同様のことは、急速に増えているサービス付き高齢者向け住宅(サ高住)などでも言えることです。サ高住は施設ではありませんが、安否確認や相談援助のために、特定の従事者が居室を次々とまわるスタイルをとることがあります。ここでも、定期巡回サービスと同じリスクが生じる可能性があるわけです。

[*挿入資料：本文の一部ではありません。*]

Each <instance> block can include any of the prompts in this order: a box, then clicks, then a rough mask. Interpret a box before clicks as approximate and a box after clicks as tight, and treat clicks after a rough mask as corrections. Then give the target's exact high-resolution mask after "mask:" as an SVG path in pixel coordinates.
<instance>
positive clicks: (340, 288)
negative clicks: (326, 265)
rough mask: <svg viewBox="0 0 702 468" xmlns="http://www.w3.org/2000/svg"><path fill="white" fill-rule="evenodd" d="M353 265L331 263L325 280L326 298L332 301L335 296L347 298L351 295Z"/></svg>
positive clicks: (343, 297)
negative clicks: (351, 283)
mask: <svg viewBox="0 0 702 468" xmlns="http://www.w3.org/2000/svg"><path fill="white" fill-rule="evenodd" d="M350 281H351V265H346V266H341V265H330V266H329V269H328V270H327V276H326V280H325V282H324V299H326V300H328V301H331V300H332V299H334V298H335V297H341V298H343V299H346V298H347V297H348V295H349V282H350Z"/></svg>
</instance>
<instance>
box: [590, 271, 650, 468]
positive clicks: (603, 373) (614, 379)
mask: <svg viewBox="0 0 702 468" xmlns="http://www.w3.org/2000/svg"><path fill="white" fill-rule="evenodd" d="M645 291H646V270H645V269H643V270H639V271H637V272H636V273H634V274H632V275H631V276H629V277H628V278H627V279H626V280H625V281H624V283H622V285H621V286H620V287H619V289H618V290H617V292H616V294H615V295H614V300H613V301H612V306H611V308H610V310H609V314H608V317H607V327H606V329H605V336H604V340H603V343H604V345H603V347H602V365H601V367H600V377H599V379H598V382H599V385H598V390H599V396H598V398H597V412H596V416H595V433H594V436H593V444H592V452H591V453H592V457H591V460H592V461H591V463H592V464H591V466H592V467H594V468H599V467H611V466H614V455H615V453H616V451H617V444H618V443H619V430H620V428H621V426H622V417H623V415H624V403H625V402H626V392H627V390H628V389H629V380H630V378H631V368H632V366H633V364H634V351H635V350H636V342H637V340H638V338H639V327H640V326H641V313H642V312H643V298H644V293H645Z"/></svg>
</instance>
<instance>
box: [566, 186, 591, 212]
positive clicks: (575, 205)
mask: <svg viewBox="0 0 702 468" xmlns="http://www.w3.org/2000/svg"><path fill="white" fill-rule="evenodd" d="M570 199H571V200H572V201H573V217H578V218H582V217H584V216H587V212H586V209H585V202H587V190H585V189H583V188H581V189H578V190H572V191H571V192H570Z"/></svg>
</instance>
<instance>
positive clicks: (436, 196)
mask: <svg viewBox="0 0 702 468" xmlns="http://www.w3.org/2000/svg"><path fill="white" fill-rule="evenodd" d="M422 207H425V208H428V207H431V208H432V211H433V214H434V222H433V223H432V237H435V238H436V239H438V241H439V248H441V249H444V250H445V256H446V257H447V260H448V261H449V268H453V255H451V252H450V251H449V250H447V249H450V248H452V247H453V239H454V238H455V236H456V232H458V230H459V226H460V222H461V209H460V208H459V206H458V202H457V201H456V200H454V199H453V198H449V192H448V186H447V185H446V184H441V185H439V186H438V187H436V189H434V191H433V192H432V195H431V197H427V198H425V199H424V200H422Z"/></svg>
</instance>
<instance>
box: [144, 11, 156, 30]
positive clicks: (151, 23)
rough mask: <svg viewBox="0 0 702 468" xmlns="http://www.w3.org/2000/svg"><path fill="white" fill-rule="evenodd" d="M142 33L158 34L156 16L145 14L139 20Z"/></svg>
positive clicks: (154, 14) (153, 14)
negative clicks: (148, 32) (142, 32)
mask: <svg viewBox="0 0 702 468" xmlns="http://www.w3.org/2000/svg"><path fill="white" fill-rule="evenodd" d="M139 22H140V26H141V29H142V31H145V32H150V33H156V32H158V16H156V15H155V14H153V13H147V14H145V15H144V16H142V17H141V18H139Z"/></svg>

介護・看護職員であれば、「随時の手洗い」が徹底されるでしょうが、生活相談を担う従事者にもその意識を徹底できるかどうか。このあたりは、サ高住を運営する事業者の意識が問われてくるといえます。

定期巡回型サービス、サ高住は、ともに国が地域包括ケアのカギとして位置づけているものです。そこにノロウイルスなどの感染症リスクが生じるとするなら、これからの高齢者介護の屋台骨がゆらぐことになりかねません。国としても、「施設内の集団感染」だけでなく「地域の中のでも集団感染」を頭に入れながら、対策を補完する必要があるでしょう。

そのうえで、仮に事業者間で「対応」にバラつきがある中でも、リスクを軽減させていくという仕掛けも求められます。必要となるのは、やはり第三者的な視点によるチェック機能が働くかどうかです。もちろん、居宅のケアマネも「重要なチェック役」として位置づけられるべきでしょう。

定期巡回・随時対応型訪問介護看護が誕生したとき、ケアマネがサービスに対してどこまで深くかかわれるかが問われました。サ高住にしても、居宅支援事業所の併設で「居住者を囲い込む」という状況が生じた場合、内部のサービス体制についてチェック機能が働くのかどうかに不安が残ります。

これをカバーしていくうえでは、地域のケアマネ連絡会などが「在宅利用者の感染症リスク」を課題として取り上げ、サービスの垣根を超えて合同で「感染症対策」のマニュアルづくりを進めるなどの必要もあるでしょう。新たな仕組みができるたびに、ケアマネがどんな役割を担えばいいのか。現場レベルでも話し合ってみたいものです。